Many experts, including members of the Society for Menstrual Cycle Research, are not convinced of the long-term safety of the continuous use of contraception merely for the purposes of avoiding menstruation in otherwise healthy women.

The prohibition against talking about menstruation — shh … that’s dirty; that’s gross; pretend it’s not going on; just clean it up — breeds a climate where corporations, like femcare companies and pharmaceutical companies, like the makers of Lybrel and Seasonique, can develop and market products of questionable safety. They can conveniently exploit women’s body shame and self-hatred. And we see this, by the way, when it comes to birthing, breastfeeding, birth control and health care in general. The medical industrial complex depends on our ignorance and discomfort with our bodies, after all.

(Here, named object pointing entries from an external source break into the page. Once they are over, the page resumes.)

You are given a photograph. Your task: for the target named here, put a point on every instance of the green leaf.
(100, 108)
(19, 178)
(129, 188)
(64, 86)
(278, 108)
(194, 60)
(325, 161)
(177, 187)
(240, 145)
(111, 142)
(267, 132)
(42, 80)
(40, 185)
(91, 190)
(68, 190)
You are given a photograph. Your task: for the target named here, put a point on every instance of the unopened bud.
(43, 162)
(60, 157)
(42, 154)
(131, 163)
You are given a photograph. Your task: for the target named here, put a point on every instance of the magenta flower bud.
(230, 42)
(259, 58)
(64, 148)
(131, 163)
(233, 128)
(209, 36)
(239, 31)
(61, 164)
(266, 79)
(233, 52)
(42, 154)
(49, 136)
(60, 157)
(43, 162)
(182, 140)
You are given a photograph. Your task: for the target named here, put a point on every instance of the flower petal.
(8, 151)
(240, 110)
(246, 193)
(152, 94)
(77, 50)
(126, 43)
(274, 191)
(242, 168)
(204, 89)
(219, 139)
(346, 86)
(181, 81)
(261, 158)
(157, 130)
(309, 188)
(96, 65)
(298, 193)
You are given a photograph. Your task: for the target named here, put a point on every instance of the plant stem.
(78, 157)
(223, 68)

Who is going to call the companies and health care providers to account if we can’t talk openly about leaky, messy, authentic bodies? Who is going to say, hey, wait a minute, maybe the problem isn’t simply that menstruation makes our lives miserable, maybe the complex interplay of sexism and capitalism and hyper-consumption are at the root.

Maybe we don’t necessarily need more drugs and more high-tech products that produce tremendous waste, but we do need a culture that makes it safe to talk openly about our bodies, a culture that values and provides comprehensive reproductive health education that is more than a long commercial for Tampax. Menstrual activists are doing this work, but they need us all to join them.

4 responses to “A Discussion of Menstrual Activism with Chris Bobel”

  1. What a wonderful post! Thank you for sharing this, I couldn’t agree more. So much of this is right in line with the work we are trying to do. I’m definitely looking into purchasing Chris’s book.

  2. Thanks Chris for your great work and Rachel and Chris for the interview. I agree wholeheartedly, and welcome all you say. Hope this and your book reach many women and men and awaken them to freshly nuanced understanding and awareness.